Common mistakes to avoid

• Mixing up period and frequency. They are reciprocals, not the same thing. A long period means a low frequency, and vice versa.
• Using the wrong time unit. Period must be in seconds to get hertz. If a cycle takes 250 milliseconds, convert to 0.25 seconds first.
• Confusing frequency with angular frequency. Frequency is in Hz (cycles per second); angular frequency is in rad/s and is 2 x pi times larger.
• Forgetting wave speed varies by medium. Sound moves faster in water than in air, so f = v / wavelength depends on getting v right for the medium.
• Dropping the wavelength unit.
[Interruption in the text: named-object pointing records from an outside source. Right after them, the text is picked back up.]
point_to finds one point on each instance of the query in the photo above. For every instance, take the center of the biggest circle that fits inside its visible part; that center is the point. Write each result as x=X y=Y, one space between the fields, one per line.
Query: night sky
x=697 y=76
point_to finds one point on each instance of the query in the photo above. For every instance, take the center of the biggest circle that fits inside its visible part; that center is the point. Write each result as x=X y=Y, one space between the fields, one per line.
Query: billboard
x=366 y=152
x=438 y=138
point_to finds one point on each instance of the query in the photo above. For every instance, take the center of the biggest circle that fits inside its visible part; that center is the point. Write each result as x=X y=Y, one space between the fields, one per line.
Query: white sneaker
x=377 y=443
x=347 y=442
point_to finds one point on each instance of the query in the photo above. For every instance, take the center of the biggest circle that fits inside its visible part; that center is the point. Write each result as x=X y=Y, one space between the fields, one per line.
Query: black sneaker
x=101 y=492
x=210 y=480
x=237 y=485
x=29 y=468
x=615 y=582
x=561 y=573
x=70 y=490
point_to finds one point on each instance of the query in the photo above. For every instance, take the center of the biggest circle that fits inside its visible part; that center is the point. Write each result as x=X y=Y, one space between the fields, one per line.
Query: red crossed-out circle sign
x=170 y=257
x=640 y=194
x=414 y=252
Keep wavelength in meters when v is in m/s so the units cancel cleanly.

Where the frequency formula shows up

Frequency is one of the most widely used quantities in science and engineering. Musicians tune instruments to specific frequencies (the A above middle C is 440 Hz). Radio and Wi-Fi rely on electromagnetic waves at megahertz and gigahertz frequencies. AC mains power runs at 50 Hz or 60 Hz depending on the country. Even your heart rate, measured in beats per minute, is a frequency in disguise. Understanding f = 1 / T gives you a single mental tool that unlocks all of these, much like how a clear grasp of percentages underpins the percent change explained guide for everyday math.

Once you are comfortable with the basics, you can combine frequency with other wave properties to find energy, momentum, and resonance behavior, opening the door to deeper topics in acoustics, optics, and electronics.